Comer deixa de ter apenas a sua função biológica óbvia, de nutrição para
sobreviver, e entra para a categoria de lazer e entretenimento, assim como também
passa a ser indicador de status e classe social, classificando e distinguindo gostos
culinários.
Dados citados por Burnett (1989), na publicação de uma pesquisa recente sobre
atividades de lazer, mostram que sair de casa para comer fora, ou receber amigos para
uma refeição em casa estão entre as atividades de lazer mais populares, depois de
assistir à televisão.
Ao mesmo tempo que cresce o número de artigos sobre comida em jornais e
revistas especializadas e aumenta a popularidade dos guias que recomendam
restaurantes, avaliando os seus mínimos detalhes, a sensibilidade gastronômica do
público consumidor de refeições fora de casa começa a ficar muito mais exigente e
requintada.
O crescimento do comércio de alimentação e do catering em geral é
grosseiramente atribuído a fatores econômicos e a mudanças no estilo de vida da
família. Vários estudos associam essa mudança nos hábitos alimentares ao fato de haver
um maior número de mulheres trabalhando fora de casa, ao aumento da distância entre o
local de trabalho e a residência, bem como ao crescimento em número e qualidade de
produtos comestíveis industrializados no mercado.

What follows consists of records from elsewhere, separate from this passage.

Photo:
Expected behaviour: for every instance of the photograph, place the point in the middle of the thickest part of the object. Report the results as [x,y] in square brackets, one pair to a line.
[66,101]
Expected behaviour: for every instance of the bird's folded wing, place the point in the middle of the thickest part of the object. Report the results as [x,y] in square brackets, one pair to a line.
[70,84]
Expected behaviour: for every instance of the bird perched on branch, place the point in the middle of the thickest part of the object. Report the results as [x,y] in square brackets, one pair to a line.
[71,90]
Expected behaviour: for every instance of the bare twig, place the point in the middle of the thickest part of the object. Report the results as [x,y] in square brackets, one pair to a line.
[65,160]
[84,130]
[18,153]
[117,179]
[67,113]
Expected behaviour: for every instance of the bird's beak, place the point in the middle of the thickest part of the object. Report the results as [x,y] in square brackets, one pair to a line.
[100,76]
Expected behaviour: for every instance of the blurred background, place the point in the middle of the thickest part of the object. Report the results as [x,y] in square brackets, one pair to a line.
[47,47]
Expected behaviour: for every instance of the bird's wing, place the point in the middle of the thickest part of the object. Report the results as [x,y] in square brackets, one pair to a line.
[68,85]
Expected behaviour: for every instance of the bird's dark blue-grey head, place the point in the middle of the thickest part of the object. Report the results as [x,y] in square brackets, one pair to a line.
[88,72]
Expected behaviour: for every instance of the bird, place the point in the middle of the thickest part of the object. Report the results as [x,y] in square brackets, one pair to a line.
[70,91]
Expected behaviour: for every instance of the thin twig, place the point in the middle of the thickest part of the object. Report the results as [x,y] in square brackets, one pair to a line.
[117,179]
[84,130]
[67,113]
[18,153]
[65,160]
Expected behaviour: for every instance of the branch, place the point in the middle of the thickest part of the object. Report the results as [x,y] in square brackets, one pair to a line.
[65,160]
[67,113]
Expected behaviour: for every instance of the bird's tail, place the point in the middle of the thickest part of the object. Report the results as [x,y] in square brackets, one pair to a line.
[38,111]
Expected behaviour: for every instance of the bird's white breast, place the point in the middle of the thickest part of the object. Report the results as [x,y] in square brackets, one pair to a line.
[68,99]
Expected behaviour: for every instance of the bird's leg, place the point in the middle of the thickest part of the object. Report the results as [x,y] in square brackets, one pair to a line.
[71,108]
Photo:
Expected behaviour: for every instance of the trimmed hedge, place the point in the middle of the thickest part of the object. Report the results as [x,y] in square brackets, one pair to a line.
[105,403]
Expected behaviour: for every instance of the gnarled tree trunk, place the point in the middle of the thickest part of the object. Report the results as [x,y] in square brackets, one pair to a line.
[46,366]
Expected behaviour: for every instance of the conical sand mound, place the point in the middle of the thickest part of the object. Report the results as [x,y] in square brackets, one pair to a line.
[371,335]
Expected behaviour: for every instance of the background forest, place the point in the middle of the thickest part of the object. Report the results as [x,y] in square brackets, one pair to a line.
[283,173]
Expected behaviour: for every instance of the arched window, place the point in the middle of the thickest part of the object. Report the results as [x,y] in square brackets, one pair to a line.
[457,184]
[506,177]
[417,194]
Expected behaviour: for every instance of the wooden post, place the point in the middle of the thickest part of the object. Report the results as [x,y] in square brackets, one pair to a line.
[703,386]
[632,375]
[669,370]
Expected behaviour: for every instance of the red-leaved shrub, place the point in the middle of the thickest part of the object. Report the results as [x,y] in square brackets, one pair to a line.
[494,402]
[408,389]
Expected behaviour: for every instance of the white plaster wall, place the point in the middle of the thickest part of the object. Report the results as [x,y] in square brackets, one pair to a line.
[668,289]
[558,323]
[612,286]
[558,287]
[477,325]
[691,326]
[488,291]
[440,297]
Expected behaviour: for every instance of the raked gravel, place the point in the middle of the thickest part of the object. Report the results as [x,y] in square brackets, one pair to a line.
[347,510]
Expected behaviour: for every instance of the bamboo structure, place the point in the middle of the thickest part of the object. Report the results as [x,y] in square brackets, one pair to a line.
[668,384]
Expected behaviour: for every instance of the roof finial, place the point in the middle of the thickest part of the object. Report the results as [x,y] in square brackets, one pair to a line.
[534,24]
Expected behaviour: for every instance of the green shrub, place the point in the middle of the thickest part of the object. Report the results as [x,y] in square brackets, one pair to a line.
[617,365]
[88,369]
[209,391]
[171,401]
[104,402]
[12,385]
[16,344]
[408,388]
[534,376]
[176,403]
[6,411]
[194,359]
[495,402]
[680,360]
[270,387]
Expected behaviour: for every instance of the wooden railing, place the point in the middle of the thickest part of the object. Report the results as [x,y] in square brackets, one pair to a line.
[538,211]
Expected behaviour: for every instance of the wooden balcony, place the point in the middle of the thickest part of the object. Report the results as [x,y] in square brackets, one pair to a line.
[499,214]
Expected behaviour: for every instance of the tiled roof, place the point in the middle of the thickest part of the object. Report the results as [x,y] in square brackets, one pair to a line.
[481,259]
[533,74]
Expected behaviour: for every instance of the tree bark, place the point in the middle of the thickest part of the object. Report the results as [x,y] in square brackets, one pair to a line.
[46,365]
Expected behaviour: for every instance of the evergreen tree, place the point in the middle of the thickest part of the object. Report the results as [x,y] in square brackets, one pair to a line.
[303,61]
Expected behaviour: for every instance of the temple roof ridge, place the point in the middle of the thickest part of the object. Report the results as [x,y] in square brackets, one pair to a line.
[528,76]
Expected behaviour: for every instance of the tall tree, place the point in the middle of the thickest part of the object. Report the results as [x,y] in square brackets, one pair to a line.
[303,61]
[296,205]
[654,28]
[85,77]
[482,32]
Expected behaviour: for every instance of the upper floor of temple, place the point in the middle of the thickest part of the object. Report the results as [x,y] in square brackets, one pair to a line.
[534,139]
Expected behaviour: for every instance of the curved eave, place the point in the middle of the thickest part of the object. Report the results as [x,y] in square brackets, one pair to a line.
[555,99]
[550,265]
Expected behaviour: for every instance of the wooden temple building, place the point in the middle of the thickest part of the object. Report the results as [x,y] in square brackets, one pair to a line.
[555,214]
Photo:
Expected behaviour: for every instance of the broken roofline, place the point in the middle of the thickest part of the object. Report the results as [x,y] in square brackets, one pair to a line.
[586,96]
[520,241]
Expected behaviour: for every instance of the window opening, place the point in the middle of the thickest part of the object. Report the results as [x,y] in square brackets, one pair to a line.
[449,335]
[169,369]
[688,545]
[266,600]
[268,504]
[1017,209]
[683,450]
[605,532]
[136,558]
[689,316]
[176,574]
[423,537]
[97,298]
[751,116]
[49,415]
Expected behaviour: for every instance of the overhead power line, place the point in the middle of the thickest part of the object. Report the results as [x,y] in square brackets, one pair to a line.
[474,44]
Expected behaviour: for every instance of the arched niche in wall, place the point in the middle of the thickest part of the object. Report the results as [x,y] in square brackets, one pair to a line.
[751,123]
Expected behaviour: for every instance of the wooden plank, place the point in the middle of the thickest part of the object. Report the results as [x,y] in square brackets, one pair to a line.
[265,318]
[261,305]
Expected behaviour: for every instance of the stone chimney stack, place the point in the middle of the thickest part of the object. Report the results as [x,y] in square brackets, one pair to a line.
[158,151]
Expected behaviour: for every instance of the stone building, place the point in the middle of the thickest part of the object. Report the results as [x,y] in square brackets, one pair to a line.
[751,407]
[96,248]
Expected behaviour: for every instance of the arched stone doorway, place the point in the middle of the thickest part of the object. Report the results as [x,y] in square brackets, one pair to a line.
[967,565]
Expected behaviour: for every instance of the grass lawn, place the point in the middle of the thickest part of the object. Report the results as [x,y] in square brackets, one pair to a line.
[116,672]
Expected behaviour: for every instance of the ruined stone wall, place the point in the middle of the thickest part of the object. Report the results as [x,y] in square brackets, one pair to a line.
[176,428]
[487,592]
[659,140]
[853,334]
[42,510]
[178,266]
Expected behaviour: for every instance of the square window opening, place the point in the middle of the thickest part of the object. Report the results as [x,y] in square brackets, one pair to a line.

Outros estudos, no entanto, mostram que o big business of eating (Gabaccia,
1998), ao mesmo tempo que responde às novas necessidades da sociedade, propõe e
coloca à disposição do consumidor um novo estilo de vida, pois, se a causa do aumento
do número de refeições feitas em locais públicos se devesse exclusivamente ao fato de
as pessoas terem menos tempo para preparar uma refeição em casa, como explicar que
os restaurantes estejam tão cheios nos fins de semana?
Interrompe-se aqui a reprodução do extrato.